Rabbi Daniel Lapin, president of the American Alliance of Jews and Christians, hosts the Rabbi Daniel Lapin Radio Show on San Francisco’s KSFO. Together with his wife, Susan, he hosts the Ancient Jewish Wisdom television show on the TCT network. He is the author of three best sellers and is a popular guest speaker for synagogues in Israel and in the United States.
Rebbetzin Leah Kohn
As told to Bayla Sheva Brenner
As a teacher, I spend a lot of time preparing for classes; it’s also my private preparation for the Yamim Noraim. I have to go through many books until I find what I feel will be suitable for my students. I look for fundamental ideas that show the yom tov in a new light.
I usually go to Rav Samson Raphael Hirsch’s writings; Ohr Gedalyahu (Light of Gedalyahu) by Rabbi Gedalya Schorr; Rav Chaim Friedlander’s work Sifsei Chaim and Shem MiShmuel, by Rabbi Shmuel Bornstein, the second Sochatchover Rebbe. These sources give insights into the holiday on a deep level that is inspiring, as well as practical and relevant. And they help you approach the holiday from a fresh angle.
Rav Hirsch, for example, speaks about the Jewish calendar, pointing out that there are two beginnings of the Jewish year. Tishrei marks the beginning of our natural reality [when the world came into existence], and Nisan marks the spiritual beginning, when the Jewish people came into being. A life that reflects Tishrei, the first beginning, is likened to one who concentrates only on physicality throughout his life. He’ll have times of joy and pleasure (spring and summer), but when it comes to the end of his life, there’s only winter—there’s nothing left, only death; nothing eternal.
The other Jewish year, Nisan, starts in the spring and ends in the spring. This reflects the individual whose life is focused primarily on spirituality.

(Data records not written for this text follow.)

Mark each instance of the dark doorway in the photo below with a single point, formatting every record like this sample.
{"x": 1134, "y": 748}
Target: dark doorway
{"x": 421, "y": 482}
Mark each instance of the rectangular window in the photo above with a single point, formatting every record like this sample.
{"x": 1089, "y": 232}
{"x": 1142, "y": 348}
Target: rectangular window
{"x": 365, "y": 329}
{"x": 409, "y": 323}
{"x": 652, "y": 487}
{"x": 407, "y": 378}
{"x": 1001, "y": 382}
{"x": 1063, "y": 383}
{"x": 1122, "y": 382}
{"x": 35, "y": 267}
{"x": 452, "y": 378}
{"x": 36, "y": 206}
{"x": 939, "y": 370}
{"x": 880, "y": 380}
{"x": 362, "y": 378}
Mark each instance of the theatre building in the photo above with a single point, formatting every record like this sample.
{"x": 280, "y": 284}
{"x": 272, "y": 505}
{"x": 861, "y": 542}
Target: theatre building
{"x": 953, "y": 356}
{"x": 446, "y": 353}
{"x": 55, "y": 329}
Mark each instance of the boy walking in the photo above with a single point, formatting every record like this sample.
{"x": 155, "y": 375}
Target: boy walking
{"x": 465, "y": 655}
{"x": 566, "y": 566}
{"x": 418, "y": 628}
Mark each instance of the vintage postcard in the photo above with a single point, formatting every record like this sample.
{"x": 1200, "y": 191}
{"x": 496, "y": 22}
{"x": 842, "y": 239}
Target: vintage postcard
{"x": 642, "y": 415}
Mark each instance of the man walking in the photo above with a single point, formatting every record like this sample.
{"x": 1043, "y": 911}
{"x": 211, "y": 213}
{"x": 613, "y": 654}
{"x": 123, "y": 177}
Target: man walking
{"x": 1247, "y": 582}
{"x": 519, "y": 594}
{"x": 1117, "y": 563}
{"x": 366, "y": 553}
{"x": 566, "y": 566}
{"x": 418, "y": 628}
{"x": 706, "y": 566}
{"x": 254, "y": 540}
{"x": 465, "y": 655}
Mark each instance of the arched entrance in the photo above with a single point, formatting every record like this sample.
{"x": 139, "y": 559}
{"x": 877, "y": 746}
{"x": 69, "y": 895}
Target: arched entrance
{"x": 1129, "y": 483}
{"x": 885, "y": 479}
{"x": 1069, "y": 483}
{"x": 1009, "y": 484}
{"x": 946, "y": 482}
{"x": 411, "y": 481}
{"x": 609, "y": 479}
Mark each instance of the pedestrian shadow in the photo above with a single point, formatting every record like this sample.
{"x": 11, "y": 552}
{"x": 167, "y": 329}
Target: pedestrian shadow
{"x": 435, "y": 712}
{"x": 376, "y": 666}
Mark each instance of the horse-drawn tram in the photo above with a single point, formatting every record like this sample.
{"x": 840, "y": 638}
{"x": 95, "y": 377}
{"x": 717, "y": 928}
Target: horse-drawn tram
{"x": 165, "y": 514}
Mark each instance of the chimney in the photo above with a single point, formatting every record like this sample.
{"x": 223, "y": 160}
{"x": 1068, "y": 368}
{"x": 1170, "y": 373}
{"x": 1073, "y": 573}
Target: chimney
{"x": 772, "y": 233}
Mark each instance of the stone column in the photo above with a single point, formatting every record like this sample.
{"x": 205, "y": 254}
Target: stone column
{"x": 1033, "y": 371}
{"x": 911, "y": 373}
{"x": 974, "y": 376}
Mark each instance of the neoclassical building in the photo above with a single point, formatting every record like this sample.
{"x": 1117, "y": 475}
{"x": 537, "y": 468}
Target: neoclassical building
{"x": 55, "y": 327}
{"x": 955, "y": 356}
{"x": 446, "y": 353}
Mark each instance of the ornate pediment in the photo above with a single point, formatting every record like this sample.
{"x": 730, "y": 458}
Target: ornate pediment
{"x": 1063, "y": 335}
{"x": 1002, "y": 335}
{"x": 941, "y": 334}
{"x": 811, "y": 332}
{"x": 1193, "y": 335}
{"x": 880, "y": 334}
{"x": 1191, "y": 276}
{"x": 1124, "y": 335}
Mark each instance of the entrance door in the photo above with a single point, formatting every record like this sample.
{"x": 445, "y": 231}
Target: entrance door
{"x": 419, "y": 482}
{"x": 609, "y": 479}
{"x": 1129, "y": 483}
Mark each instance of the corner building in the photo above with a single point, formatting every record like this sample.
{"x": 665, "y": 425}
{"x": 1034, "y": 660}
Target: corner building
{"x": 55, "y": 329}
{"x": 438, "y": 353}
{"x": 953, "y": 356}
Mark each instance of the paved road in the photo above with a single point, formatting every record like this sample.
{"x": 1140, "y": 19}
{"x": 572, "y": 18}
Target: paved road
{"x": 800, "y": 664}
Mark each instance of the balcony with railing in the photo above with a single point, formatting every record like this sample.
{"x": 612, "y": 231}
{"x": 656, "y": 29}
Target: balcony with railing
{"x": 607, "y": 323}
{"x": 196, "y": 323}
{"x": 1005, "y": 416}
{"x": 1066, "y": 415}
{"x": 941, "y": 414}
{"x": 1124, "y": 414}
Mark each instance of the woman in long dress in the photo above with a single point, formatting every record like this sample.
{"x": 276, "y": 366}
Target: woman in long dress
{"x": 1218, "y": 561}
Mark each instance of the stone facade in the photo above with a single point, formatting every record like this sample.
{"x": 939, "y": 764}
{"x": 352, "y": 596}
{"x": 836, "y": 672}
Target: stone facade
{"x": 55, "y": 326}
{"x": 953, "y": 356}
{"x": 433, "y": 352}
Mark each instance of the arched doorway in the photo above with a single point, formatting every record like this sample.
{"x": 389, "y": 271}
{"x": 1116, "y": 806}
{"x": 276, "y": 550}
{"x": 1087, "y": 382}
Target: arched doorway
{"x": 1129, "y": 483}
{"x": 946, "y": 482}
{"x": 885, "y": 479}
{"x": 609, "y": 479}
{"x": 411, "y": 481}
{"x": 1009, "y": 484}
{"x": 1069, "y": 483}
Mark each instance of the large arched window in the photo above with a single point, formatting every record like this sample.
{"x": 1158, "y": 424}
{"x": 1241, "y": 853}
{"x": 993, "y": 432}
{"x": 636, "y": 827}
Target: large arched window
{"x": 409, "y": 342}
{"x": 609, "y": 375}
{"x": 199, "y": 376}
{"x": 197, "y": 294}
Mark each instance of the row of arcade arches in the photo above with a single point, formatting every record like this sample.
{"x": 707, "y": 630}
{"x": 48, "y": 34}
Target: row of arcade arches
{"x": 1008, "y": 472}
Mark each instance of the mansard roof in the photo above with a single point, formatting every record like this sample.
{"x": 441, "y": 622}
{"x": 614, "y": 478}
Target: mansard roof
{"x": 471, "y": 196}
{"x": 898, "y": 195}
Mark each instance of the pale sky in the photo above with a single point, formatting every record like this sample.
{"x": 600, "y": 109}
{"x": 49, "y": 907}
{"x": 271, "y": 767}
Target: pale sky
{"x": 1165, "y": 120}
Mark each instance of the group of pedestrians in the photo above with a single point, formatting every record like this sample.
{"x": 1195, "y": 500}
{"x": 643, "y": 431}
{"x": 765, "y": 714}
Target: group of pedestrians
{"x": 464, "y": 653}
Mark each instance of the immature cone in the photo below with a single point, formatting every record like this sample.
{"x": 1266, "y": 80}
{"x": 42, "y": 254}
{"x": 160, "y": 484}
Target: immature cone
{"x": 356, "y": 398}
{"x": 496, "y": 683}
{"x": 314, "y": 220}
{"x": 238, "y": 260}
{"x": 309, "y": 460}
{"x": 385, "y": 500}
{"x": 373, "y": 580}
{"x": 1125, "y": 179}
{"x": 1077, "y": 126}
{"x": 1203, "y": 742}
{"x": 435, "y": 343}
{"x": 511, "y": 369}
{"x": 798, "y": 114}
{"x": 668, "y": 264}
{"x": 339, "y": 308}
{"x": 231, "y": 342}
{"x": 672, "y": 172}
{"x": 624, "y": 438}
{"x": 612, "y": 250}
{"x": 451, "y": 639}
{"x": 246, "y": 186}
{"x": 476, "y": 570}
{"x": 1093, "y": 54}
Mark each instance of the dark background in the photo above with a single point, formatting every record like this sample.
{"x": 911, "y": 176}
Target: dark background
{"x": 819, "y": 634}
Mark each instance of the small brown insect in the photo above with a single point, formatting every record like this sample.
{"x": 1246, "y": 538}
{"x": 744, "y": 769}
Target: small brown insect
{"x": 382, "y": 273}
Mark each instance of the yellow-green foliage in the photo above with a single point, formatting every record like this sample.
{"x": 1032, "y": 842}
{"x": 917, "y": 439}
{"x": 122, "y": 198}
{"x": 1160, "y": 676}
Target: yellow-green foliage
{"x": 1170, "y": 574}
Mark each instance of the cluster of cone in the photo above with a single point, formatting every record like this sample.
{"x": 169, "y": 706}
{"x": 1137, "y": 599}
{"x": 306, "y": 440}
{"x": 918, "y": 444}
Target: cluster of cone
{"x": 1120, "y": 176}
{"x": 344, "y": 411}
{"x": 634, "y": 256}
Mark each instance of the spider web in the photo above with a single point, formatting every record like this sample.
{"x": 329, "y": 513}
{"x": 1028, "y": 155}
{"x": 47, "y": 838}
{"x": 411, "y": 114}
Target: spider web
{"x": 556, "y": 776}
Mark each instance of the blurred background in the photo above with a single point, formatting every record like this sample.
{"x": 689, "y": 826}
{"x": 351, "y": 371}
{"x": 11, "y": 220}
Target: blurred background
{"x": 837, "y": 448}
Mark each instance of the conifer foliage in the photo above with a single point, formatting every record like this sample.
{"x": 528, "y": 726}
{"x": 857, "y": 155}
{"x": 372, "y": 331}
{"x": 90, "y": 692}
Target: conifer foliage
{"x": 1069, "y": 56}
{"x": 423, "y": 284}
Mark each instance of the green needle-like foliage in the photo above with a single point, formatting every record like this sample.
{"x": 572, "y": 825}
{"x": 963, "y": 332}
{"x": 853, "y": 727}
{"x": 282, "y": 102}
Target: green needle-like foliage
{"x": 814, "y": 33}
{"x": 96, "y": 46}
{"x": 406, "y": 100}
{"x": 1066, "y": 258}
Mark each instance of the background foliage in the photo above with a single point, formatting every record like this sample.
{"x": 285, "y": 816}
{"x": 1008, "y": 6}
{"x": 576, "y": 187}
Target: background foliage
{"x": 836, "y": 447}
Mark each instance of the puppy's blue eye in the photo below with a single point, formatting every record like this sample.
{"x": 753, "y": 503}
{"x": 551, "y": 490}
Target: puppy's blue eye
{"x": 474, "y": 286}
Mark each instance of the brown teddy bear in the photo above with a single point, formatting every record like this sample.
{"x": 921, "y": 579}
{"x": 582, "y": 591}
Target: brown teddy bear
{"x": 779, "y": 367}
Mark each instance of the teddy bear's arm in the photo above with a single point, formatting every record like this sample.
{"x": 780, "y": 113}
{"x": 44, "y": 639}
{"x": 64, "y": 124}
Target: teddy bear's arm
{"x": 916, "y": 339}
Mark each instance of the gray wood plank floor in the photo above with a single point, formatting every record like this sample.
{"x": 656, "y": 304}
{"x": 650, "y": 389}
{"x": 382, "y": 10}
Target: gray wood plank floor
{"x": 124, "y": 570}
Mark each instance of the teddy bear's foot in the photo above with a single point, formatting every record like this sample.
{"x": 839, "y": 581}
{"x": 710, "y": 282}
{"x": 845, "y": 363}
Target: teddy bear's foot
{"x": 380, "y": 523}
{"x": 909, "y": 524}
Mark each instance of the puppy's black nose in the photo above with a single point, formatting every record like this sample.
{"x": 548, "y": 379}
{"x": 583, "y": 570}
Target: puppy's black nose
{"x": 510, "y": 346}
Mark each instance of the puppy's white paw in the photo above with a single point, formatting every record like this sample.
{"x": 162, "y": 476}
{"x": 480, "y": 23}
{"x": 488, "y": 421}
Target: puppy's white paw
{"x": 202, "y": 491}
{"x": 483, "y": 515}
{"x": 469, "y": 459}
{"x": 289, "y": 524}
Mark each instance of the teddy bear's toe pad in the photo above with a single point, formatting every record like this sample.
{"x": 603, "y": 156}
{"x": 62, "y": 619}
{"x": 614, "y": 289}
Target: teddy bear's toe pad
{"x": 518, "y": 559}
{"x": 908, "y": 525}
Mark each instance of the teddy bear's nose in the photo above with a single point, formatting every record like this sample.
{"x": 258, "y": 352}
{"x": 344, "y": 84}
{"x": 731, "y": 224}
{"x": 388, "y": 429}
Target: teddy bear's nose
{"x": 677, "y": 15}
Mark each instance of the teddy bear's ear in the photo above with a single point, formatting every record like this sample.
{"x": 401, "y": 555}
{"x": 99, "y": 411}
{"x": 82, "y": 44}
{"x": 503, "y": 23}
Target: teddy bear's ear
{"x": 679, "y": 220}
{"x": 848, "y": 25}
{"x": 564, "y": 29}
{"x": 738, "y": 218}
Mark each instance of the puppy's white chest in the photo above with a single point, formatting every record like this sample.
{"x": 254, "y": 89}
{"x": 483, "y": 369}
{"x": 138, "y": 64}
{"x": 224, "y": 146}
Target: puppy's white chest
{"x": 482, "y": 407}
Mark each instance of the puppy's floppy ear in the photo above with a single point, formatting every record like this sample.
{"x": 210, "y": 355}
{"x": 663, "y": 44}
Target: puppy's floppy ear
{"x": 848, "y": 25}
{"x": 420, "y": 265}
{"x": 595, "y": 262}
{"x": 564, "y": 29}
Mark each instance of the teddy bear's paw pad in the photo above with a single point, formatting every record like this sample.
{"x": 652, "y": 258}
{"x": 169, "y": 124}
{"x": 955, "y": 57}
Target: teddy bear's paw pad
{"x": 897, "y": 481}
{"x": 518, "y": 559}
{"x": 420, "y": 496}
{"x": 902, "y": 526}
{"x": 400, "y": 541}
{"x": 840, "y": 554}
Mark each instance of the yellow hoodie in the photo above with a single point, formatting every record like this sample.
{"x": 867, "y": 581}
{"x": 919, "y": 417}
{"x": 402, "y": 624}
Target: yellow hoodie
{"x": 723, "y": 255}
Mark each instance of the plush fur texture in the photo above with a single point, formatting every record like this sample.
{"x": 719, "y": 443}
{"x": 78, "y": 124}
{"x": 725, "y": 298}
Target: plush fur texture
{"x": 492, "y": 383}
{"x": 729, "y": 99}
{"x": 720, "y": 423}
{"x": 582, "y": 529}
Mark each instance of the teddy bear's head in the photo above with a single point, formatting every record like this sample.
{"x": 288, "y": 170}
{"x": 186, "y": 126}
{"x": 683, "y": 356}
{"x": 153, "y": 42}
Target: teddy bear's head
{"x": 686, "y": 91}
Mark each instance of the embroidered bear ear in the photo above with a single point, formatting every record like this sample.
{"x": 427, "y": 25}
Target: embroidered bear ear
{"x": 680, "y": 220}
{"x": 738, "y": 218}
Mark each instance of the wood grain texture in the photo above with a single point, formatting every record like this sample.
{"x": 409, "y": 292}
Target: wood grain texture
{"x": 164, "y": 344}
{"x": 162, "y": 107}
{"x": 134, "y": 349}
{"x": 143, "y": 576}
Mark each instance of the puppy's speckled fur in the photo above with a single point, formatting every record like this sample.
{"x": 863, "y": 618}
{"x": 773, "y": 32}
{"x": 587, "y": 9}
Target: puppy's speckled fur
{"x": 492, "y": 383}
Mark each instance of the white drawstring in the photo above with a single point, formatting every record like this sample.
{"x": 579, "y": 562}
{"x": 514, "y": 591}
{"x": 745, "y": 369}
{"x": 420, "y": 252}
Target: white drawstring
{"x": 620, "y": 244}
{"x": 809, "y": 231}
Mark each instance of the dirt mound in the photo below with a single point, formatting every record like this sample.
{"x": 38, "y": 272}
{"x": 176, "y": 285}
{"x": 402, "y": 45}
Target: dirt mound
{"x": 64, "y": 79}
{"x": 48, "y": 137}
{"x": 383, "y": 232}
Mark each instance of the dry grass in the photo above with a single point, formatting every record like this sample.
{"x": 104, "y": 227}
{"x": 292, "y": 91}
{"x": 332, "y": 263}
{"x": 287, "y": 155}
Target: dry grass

Although he may experience difficulties (fall and winter), in the end his world blossoms again, bringing renewed life. When you live a spiritual life, you are connecting to eternity.
I look for textual sources that are profound and change your way of thinking, material that provides fresh, elevating insights. I seek seforim that offer a different outlook on the holiday—and on life.
Rebbetzin Leah Kohn is the director of the Jewish Renaissance Center, an adult learning center for women in Manhattan. She also heads Kivun, a curriculum building and teacher training program working with Jewish studies teachers in Canada, Israel and the US.
Bayla Sheva Brenner is an award-winning freelance writer. She formerly worked as senior writer in the OU Communications and Marketing Department.